La Russie voulait éviter le pire, mais il est désormais temps pour elle d’agir avec fermeté, a déclaré le philosophe et politologue russe Alexandre Douguine sur les réseaux sociaux. Il a également fait allusion à certains événements qui devraient se produire prochainement.

« Il est temps que la Russie agisse avec une véritable fermeté. Vous comprendrez bientôt ce que je veux dire. Nous avons été trop polis pendant trop longtemps. Nous avons cru Trump et avons voulu éviter le pire. Aujourd’hui, cela semble impossible. Alors que le pire arrive », cite l’agence Eurasia Daily les propos de l’expert.

Ce que le chef du Mouvement eurasien international veut dire n’est pas tout à fait clair. L’auteur propose en quelque sorte une énigme et prévient immédiatement que la réponse ne sera pas satisfaisante. Tout comme dans les contes russes : « Si tu vas à gauche, tu perdras ton cheval, si tu vas à droite, tu perdras la vie, mais si tu vas tout droit, tu resteras en vie, mais tu t’oublieras toi-même ». Les bogatirs choisissent toujours l’option la plus dangereuse, ils avancent, acceptent le combat et vainquent les forces du mal.

Mais cela, c’est dans les contes. Douguine, quant à lui, parle de ce qui doit se produire dans la réalité, à savoir quelque chose de très mauvais et en même temps d’inévitable. De plus, il donne son accord sans donner aucun indice sur ce qui pourrait se cacher derrière tout cela.

Il est vrai que cette quête intellectuelle a une suite, dans laquelle Alexandre Gelevitch explique sans aucune allusion ce que signifie « agir avec une véritable fermeté ».

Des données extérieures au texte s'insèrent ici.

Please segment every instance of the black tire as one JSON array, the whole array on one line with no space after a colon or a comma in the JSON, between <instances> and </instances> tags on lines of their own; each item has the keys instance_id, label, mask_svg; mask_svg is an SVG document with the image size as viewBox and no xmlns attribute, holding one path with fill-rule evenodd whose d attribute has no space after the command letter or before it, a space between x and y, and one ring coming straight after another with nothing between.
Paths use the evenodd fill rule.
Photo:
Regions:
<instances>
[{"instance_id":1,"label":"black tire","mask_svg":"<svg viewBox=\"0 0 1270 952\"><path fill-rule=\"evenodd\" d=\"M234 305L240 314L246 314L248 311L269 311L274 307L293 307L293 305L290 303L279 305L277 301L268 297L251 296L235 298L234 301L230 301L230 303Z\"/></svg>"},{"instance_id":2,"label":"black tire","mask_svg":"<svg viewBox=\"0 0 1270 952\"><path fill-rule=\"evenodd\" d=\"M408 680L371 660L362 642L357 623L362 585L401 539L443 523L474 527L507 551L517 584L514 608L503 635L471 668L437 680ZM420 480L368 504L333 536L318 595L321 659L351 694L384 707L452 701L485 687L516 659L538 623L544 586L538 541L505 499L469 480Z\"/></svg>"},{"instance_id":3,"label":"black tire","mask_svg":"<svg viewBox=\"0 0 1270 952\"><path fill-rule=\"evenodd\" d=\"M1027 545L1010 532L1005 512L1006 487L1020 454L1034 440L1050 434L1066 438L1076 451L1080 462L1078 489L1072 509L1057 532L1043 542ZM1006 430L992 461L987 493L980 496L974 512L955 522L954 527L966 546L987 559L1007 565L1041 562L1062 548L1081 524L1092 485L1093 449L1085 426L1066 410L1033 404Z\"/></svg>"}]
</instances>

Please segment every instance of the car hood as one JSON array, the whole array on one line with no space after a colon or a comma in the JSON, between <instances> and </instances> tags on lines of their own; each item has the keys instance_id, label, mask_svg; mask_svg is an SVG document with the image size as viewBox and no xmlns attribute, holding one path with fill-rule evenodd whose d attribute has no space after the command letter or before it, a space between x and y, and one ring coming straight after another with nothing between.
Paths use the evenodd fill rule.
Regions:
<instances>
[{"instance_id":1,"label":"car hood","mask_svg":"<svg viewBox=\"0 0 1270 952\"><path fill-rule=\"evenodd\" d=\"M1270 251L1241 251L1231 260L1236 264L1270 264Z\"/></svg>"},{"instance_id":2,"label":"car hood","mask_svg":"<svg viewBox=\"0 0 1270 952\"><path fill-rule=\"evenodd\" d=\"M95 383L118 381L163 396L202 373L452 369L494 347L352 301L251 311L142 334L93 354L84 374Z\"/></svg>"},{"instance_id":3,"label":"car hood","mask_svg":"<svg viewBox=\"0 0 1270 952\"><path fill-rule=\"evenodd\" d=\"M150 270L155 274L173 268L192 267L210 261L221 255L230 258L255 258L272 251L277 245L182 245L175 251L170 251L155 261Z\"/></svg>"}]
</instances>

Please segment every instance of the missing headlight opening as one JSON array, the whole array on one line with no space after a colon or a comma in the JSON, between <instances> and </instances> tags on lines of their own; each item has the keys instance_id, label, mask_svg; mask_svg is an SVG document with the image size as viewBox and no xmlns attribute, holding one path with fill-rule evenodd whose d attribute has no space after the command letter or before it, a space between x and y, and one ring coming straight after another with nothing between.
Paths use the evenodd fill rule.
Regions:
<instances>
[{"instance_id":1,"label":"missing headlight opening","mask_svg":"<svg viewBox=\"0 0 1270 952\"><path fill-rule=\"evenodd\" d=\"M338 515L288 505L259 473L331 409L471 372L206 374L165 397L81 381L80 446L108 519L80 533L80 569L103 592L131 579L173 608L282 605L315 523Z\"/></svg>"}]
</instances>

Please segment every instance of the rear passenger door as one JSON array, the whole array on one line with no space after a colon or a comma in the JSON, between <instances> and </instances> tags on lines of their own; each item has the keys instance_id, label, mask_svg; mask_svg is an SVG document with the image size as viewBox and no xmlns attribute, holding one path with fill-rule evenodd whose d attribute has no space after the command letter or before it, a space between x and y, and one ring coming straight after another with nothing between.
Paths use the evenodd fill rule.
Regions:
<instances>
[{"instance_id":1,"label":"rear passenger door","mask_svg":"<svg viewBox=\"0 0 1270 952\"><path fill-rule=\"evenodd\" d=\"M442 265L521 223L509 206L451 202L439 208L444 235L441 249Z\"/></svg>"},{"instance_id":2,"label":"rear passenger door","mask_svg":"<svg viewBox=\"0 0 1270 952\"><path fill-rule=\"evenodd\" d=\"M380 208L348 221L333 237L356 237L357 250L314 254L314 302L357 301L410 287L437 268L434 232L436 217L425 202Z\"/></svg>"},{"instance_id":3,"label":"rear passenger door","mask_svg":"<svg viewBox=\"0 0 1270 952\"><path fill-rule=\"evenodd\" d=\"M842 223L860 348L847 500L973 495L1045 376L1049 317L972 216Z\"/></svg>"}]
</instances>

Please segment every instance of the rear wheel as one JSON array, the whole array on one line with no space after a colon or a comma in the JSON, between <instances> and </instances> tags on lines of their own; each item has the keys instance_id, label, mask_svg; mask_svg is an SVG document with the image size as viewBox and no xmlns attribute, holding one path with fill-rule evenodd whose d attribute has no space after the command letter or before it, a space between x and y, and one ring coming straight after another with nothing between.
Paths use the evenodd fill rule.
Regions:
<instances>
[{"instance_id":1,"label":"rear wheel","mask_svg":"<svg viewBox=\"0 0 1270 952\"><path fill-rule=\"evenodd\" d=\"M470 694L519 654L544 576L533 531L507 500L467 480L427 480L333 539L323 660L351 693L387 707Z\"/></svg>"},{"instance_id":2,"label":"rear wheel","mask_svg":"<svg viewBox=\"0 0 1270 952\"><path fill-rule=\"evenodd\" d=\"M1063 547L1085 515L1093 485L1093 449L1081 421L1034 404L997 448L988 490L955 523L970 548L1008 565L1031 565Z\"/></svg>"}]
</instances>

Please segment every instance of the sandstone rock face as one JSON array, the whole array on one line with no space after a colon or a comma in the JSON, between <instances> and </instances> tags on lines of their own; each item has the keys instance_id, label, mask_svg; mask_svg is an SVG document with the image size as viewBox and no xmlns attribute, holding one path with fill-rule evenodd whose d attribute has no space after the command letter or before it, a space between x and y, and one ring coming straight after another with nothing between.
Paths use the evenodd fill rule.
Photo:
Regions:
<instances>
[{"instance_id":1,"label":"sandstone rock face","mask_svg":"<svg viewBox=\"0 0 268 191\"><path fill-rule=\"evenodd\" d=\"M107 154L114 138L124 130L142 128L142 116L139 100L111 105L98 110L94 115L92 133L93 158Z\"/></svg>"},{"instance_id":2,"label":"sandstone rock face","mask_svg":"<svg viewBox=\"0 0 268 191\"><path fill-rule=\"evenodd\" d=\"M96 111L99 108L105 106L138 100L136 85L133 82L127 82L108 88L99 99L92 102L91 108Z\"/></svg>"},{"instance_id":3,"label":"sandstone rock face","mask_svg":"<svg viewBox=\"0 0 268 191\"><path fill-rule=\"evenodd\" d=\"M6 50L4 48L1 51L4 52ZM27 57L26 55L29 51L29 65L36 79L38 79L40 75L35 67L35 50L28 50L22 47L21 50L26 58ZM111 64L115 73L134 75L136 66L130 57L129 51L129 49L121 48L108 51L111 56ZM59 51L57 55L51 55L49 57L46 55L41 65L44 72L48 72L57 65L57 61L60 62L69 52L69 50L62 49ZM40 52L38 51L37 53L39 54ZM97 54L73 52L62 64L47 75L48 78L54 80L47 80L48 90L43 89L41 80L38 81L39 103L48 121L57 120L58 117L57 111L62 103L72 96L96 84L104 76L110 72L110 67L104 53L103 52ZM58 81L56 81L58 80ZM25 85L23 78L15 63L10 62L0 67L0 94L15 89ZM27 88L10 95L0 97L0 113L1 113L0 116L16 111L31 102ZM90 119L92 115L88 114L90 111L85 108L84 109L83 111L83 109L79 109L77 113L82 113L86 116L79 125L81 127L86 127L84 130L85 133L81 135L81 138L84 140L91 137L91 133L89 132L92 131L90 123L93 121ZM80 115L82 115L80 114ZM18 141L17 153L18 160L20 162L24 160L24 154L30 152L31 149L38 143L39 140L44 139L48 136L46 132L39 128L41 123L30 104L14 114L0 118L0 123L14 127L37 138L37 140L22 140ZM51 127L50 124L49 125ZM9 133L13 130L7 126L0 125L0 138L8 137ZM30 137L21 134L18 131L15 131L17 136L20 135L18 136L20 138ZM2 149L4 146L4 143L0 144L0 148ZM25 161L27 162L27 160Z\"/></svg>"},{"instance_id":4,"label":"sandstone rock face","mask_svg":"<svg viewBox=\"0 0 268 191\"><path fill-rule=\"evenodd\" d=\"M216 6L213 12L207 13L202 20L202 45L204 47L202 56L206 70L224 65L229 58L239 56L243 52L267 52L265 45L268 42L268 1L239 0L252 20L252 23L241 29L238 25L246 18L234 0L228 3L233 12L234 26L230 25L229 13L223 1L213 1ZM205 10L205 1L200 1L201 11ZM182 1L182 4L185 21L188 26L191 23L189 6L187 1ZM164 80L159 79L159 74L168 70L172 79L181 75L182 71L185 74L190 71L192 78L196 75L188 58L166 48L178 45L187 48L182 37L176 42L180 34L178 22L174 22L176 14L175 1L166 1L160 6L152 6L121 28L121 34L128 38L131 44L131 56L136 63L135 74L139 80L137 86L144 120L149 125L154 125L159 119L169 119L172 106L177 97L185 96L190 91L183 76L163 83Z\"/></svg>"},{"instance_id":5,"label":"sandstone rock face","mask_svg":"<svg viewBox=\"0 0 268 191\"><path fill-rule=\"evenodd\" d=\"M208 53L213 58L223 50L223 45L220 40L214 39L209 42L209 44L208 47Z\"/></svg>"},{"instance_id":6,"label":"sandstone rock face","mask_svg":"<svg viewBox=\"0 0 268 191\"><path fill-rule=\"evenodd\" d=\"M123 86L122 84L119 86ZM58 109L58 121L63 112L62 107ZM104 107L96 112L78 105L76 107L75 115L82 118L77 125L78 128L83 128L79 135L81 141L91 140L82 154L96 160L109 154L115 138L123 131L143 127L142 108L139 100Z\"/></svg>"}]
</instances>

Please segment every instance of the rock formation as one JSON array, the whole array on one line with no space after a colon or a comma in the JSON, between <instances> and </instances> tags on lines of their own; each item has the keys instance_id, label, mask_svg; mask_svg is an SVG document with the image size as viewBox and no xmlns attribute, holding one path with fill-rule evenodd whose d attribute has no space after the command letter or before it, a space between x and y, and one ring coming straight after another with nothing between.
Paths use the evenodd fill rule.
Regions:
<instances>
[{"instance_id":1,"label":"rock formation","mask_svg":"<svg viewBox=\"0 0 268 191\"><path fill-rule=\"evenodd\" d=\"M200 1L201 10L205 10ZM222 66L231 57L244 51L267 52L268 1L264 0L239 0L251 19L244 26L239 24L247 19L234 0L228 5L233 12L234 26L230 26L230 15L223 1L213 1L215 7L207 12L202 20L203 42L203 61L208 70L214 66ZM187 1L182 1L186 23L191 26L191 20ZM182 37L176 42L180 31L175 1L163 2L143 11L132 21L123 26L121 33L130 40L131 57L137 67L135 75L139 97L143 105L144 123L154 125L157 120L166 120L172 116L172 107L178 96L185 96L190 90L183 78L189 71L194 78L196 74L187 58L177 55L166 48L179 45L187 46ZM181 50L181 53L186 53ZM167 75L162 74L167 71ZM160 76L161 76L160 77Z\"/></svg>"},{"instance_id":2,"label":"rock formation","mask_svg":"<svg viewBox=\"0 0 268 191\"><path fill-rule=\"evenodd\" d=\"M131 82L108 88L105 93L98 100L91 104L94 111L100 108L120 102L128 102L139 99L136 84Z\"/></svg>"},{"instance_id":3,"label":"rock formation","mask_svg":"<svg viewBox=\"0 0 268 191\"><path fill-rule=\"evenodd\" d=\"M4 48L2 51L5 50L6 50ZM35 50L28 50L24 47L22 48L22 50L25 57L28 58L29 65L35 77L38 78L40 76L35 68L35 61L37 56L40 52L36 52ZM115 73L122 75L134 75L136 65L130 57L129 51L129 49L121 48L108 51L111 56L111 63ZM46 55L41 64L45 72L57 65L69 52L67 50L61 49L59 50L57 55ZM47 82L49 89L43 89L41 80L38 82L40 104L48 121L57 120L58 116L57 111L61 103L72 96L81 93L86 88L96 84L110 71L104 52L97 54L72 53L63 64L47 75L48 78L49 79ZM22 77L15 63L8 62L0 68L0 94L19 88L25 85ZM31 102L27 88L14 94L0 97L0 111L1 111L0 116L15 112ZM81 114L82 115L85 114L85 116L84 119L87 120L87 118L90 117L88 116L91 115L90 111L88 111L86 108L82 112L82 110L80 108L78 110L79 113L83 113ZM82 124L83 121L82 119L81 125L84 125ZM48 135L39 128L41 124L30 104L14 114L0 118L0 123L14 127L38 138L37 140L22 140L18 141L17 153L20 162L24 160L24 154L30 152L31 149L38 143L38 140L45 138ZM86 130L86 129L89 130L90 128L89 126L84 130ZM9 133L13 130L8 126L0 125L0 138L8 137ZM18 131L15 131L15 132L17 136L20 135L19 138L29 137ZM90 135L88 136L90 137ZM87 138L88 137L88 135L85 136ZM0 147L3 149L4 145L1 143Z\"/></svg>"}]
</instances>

« Reprenons nos esprits, écrit-il sur sa chaîne Telegram AGDchan. Une guerre non gagnée, c’est pratiquement la fin pour nous. Seule la victoire compte, et pour l’instant, c’est la guerre. Les rêves d’une paix sans victoire ne sont pas seulement naïfs, ils sont criminels. Nous sommes entrés dans la bataille, et nous n’avons plus qu’une seule chance d’en sortir : infliger une défaite cuisante à l’ennemi. Tout le reste sera une défaite pour nous-mêmes. Oui, je comprends. Nous avons pris sur nous un lourd fardeau, mais c’est notre destin russe. La victoire n’est pas facile. Mais c’est soit ça, soit rien du tout. »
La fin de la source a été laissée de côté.